Challenging ‘partnership’

SOCIALIST PARTY members and other Left Unity supporters in civil service union PCS at the Driver and Vehicle Licensing Agency (DVLA) in Swansea, have laid down a marker for the future by challenging the current right-wing leadership of the branch in this year’s branch elections. With a vote of around 40%, there are some real positive aspects to the campaign and the results.

Dave Warren, PCS – DVLA Swansea branch, personal capacity

In common with the rest of the civil service, union members at DVLA are threatened with attacks on their pensions, job cuts through the Gershon review and more intensive exploitation through new working practices and individual monitoring. In addition, DVLA is at the bottom end of the pay league in the Department for Transport.

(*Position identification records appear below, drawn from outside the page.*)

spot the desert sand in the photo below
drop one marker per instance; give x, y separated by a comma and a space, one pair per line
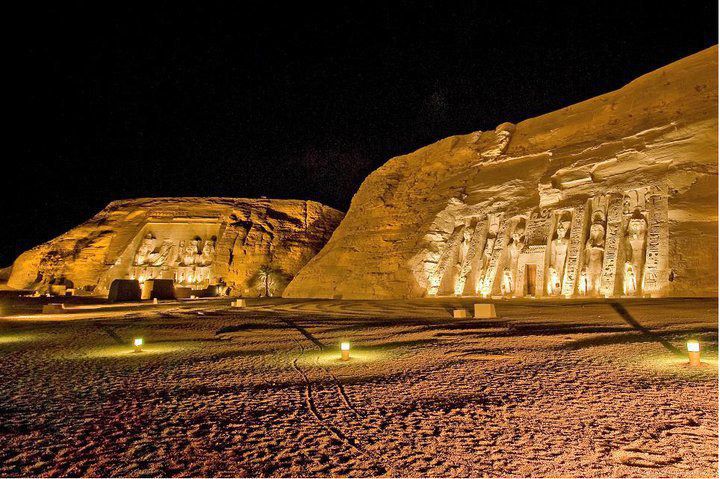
580, 388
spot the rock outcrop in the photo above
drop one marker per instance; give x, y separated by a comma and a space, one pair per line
253, 246
614, 196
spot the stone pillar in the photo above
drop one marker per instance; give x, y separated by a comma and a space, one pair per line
446, 259
655, 277
496, 259
477, 244
575, 249
613, 239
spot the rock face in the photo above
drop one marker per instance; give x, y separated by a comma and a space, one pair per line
249, 245
614, 196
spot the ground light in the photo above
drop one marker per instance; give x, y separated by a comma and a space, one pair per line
345, 351
694, 353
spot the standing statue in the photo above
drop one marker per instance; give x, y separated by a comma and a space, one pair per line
160, 258
594, 254
147, 246
190, 253
517, 244
458, 280
208, 252
484, 263
558, 253
635, 242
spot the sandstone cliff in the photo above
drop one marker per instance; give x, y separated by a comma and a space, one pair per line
614, 196
247, 244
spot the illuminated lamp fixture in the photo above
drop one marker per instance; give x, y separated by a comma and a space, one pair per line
345, 351
694, 353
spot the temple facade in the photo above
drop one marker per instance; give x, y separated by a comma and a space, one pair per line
253, 247
609, 245
615, 196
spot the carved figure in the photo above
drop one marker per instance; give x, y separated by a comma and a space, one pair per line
208, 253
517, 244
506, 285
147, 246
594, 254
160, 258
190, 253
558, 254
629, 280
635, 243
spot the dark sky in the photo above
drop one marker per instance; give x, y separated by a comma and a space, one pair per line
264, 99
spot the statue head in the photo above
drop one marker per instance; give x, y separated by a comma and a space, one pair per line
519, 231
597, 233
562, 228
636, 225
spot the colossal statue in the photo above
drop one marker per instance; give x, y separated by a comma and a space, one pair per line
558, 253
516, 245
594, 255
635, 243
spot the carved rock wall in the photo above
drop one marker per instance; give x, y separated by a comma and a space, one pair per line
635, 170
194, 241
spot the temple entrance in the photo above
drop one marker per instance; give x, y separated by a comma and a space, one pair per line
530, 279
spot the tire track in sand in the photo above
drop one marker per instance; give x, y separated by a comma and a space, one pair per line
327, 422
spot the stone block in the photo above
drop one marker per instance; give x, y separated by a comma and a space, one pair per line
53, 308
485, 311
158, 288
124, 290
183, 292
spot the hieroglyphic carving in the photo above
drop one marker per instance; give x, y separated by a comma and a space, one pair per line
477, 243
635, 204
558, 246
655, 277
446, 259
577, 240
531, 255
538, 227
516, 245
496, 258
612, 246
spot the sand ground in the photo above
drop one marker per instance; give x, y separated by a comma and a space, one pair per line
589, 388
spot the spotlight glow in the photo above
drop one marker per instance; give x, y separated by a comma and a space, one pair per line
345, 351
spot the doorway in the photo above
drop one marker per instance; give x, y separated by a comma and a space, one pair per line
530, 279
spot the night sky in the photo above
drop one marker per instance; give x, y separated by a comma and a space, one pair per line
116, 101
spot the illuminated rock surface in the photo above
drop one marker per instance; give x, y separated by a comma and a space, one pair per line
197, 242
614, 196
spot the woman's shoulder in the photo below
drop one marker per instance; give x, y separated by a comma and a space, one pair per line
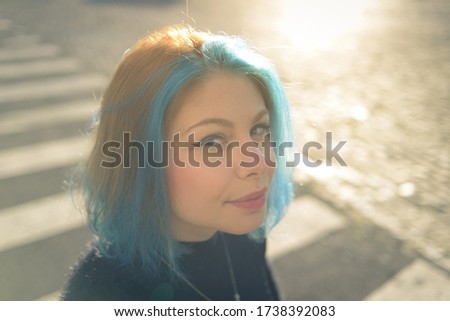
98, 278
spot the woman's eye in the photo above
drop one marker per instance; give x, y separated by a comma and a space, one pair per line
209, 141
260, 130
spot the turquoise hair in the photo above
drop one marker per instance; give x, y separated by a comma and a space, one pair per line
134, 227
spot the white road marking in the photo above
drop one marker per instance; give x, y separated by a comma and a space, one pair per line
54, 87
416, 282
38, 51
306, 221
36, 220
38, 68
17, 121
38, 157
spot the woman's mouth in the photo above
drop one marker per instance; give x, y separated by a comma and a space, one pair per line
252, 201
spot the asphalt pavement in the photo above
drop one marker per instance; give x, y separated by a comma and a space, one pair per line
378, 229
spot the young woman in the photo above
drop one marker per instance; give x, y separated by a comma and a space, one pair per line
181, 187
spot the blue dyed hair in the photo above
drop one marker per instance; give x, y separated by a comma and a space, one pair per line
128, 208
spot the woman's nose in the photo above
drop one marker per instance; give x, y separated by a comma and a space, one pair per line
250, 159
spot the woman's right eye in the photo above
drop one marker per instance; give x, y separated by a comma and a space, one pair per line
209, 141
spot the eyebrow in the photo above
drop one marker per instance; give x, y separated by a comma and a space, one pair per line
225, 122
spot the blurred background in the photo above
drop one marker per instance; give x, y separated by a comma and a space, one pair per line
374, 73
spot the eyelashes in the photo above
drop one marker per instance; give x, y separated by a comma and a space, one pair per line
258, 132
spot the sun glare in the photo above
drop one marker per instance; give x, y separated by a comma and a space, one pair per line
319, 24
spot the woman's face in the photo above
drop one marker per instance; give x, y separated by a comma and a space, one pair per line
215, 190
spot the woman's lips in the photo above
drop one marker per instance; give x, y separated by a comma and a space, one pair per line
252, 201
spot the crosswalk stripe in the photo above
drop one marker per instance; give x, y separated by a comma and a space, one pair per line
30, 222
21, 41
28, 120
307, 220
5, 24
418, 281
38, 68
38, 51
50, 297
54, 87
38, 157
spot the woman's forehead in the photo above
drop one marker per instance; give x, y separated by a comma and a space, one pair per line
222, 95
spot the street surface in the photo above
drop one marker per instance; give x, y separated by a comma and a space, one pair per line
374, 73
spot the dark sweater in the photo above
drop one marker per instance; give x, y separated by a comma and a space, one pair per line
98, 278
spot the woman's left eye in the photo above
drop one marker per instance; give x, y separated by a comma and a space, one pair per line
260, 130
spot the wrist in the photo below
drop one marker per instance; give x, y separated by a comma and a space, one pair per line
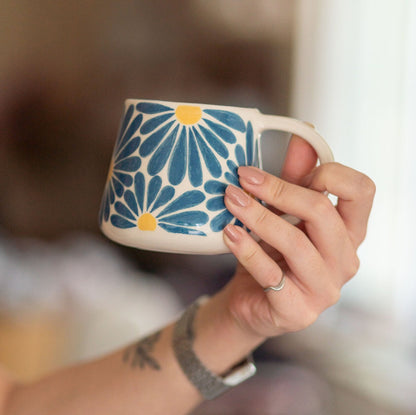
220, 341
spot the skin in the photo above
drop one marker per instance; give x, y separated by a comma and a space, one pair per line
318, 256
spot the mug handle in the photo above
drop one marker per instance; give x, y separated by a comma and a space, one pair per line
303, 130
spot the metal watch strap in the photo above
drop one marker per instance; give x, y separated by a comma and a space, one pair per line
209, 384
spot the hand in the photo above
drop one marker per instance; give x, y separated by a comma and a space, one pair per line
318, 256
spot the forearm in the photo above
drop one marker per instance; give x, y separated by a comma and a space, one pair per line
144, 378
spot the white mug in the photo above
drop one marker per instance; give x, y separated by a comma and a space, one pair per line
170, 167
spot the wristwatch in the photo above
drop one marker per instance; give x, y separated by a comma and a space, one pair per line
209, 384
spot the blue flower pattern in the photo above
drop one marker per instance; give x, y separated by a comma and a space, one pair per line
185, 140
123, 162
152, 205
216, 188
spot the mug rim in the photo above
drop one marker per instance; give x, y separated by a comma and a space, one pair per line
200, 104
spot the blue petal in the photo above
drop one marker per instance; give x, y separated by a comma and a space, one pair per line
221, 221
154, 122
211, 161
249, 144
152, 108
133, 128
126, 179
130, 148
123, 211
223, 132
232, 178
177, 164
124, 124
139, 184
185, 201
233, 167
131, 201
256, 161
120, 222
180, 229
130, 164
214, 187
153, 141
111, 192
164, 197
228, 118
105, 207
215, 142
216, 203
238, 223
161, 155
118, 187
187, 218
240, 156
153, 189
194, 162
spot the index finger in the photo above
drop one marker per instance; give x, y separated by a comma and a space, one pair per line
355, 192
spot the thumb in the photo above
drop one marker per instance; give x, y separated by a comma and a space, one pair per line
300, 160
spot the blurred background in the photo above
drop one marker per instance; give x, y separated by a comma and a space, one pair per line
68, 294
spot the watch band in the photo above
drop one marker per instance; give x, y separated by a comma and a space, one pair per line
209, 384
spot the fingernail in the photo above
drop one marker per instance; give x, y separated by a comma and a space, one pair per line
251, 174
233, 233
237, 196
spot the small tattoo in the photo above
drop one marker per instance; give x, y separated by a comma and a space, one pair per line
139, 354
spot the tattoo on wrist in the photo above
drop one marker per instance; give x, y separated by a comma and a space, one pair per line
140, 354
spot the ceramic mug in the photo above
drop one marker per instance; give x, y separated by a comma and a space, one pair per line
170, 167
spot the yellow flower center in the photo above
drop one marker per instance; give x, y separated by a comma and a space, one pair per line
147, 222
188, 114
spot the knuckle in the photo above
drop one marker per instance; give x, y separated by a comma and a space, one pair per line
301, 321
277, 189
299, 240
367, 186
333, 296
262, 217
353, 266
322, 206
250, 256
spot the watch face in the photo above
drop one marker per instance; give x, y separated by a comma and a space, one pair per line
239, 374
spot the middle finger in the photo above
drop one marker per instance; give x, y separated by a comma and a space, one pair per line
290, 241
325, 227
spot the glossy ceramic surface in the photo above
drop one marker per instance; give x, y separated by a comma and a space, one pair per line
170, 167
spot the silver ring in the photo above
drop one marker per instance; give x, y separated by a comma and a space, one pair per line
277, 287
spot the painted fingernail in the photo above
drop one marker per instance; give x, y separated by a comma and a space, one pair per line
251, 174
233, 233
237, 196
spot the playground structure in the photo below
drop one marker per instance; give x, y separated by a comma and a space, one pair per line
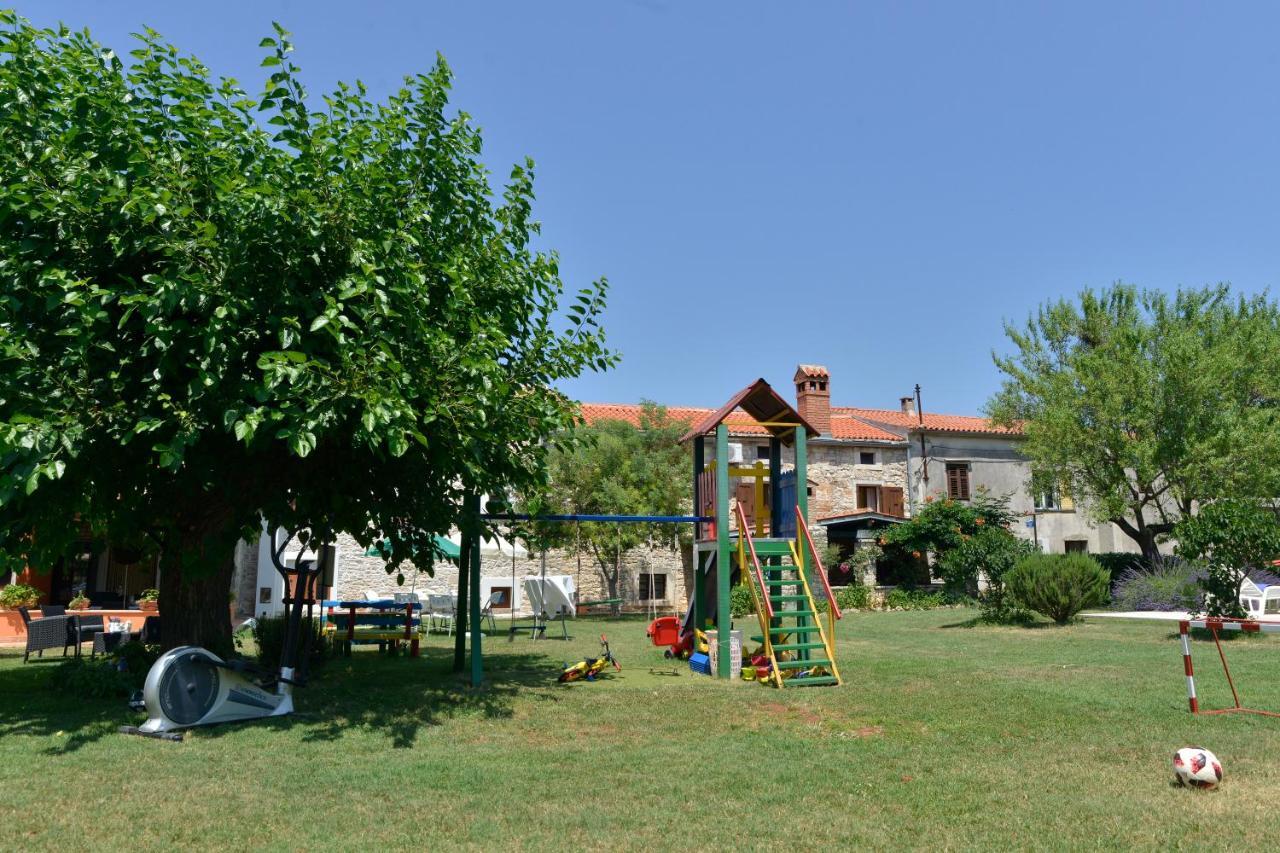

The branch officers who are associated with the remnants of the misnamed national ‘moderate’ group in PCS have abandoned any semblance of an independent trade union response. They prefer to “work closely with management”, as they describe it. The partnership agreement is used as an excuse for the union to become advocates for the official DVLA line.

Left Unity stood a slate of seven candidates for officer and branch executive committee positions in September. The elections had been delayed from March due to the left candidate for branch secretary, Dave Warren, being unconstitutionally prevented from standing.

The union’s national executive had to step in and organise the elections on behalf of the branch, to ensure that they were conducted fairly. The vote for Left Unity ranged from 351 to 290 for the committee, compared to the right wing’s vote of 525 to 431.

The campaign began in earnest in November 2004. Over the ten months leading up to the elections, Left Unity distributed ten separate leaflets totalling 24,000 to the membership of around 3,200. As well as general leaflets on the major issues facing civil servants, there were also leaflets targeted at particular sections of the workforce.

The campaign raised the profile, not just of the Left Unity candidates but of the union as a whole. A dozen people took part in giving out leaflets and donating money to the campaign, and many more approached us to express support.

The right wing responded by attacking us in very aggressive terms, accusing us of being “misfits, extremists and malicious liars”. By using official union circulars, they gave the impression that this was a battle between the union and outsiders bent on destroying it.

This was despite the fact that some of our candidates have been loyal union members for 20 or 30 years.

The votes for the Left candidates show significant support, and we are determined to build on this over the coming months.